Drug Dealer Testifies He Was Framed by Police


A major cocaine dealer who was the primary target of a Los Angeles County anti-drug team testified Tuesday that narcotics officers fired a shot at him although he was unarmed, then claimed he was carrying cocaine to frame him during a 1987 incident.

Ricky Donnell Ross, a convicted dealer known as "Freeway Rick," told federal jurors that members of the Southwest task force also routinely threatened him and once left behind a sinister message at a girlfriend's apartment--a teddy bear with "a knife sticking in its head."

The testimony of Ross, who is serving a 10-year prison term for drug trafficking in Ohio, came as federal prosecutors began winding down their case against six narcotics officers accused of corruption and civil rights abuses.

The five sheriff's deputies and a Los Angeles police detective, who had worked together on the Southwest task force, are on trial in U.S. District Court for allegedly beating drug suspects, planting narcotics and falsifying police reports.

The officers are also accused of stealing cash and property during drug raids and lying in affidavits to obtain search warrants against suspected drug dealers.

In calling the 31-year-old Ross to the witness stand, prosecutors described him as "probably the most significant drug dealer" to testify for the government and asked him to describe the events of April 14, 1987.

According to prosecutors, members of the task force--which had been formed to crack down on Ross' cocaine trafficking ring--were chasing the dealer's car that night in South-Central Los Angeles when Ross suddenly turned into a driveway, ran from his car and scaled a nearby fence.

Following close behind, one deputy fired a shot at the fleeing Ross, prosecutors said.

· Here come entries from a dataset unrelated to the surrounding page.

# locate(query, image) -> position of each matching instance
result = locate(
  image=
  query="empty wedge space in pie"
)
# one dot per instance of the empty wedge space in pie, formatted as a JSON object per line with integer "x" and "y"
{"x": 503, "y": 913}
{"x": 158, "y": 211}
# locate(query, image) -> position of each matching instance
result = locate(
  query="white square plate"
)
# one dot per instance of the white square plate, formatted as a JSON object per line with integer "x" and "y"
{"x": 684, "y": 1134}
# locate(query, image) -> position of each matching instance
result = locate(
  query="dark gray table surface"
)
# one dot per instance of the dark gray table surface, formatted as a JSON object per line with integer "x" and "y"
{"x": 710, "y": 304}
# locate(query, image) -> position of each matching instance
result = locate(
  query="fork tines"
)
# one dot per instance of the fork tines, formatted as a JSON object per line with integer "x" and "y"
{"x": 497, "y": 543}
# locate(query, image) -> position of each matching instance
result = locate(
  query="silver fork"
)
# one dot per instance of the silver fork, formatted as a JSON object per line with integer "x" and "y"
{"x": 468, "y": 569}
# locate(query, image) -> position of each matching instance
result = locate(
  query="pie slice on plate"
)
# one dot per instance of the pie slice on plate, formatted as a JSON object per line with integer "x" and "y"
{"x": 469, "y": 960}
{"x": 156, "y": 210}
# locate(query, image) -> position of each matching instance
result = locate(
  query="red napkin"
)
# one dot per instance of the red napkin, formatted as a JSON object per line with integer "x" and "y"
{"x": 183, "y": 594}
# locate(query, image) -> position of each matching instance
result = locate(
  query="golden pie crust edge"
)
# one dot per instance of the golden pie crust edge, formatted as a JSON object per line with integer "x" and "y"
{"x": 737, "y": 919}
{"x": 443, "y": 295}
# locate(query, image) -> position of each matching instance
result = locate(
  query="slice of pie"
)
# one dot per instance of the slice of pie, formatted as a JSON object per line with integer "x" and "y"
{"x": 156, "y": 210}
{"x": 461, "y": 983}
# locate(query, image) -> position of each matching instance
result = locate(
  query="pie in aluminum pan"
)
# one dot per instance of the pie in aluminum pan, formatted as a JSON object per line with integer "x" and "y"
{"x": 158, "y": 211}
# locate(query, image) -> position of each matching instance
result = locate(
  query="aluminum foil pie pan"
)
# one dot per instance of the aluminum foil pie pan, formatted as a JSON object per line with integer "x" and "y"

But the officers later concocted a story that it was Ross who fired a shot at deputies, government lawyers said, and lied about finding a kilogram of cocaine that Ross left behind.

Ross turned himself in to police a few weeks after the incident, but he testified Tuesday that he was not carrying a gun or drugs on the night of the shooting. He said he later confronted some of the task force members.

"I asked them, why did you guys frame me?" Ross said.

According to Ross, one officer replied, "We always get our man."

Ross' testimony came after he told jurors that the officers had relayed a number of death threats to him through friends and family members.

"I don't know what words (they used)," he said, "but (it was something like) I wouldn't be taken alive."

Charges were eventually dropped against Ross, who later moved his cocaine operations out of state. He testified that he was involved in drug trafficking for nearly a decade and sold as as much as 20 kilograms of cocaine a day. With his drug profits, Ross said he bought more than a dozen homes and apartment buildings, a motor inn and several other businesses.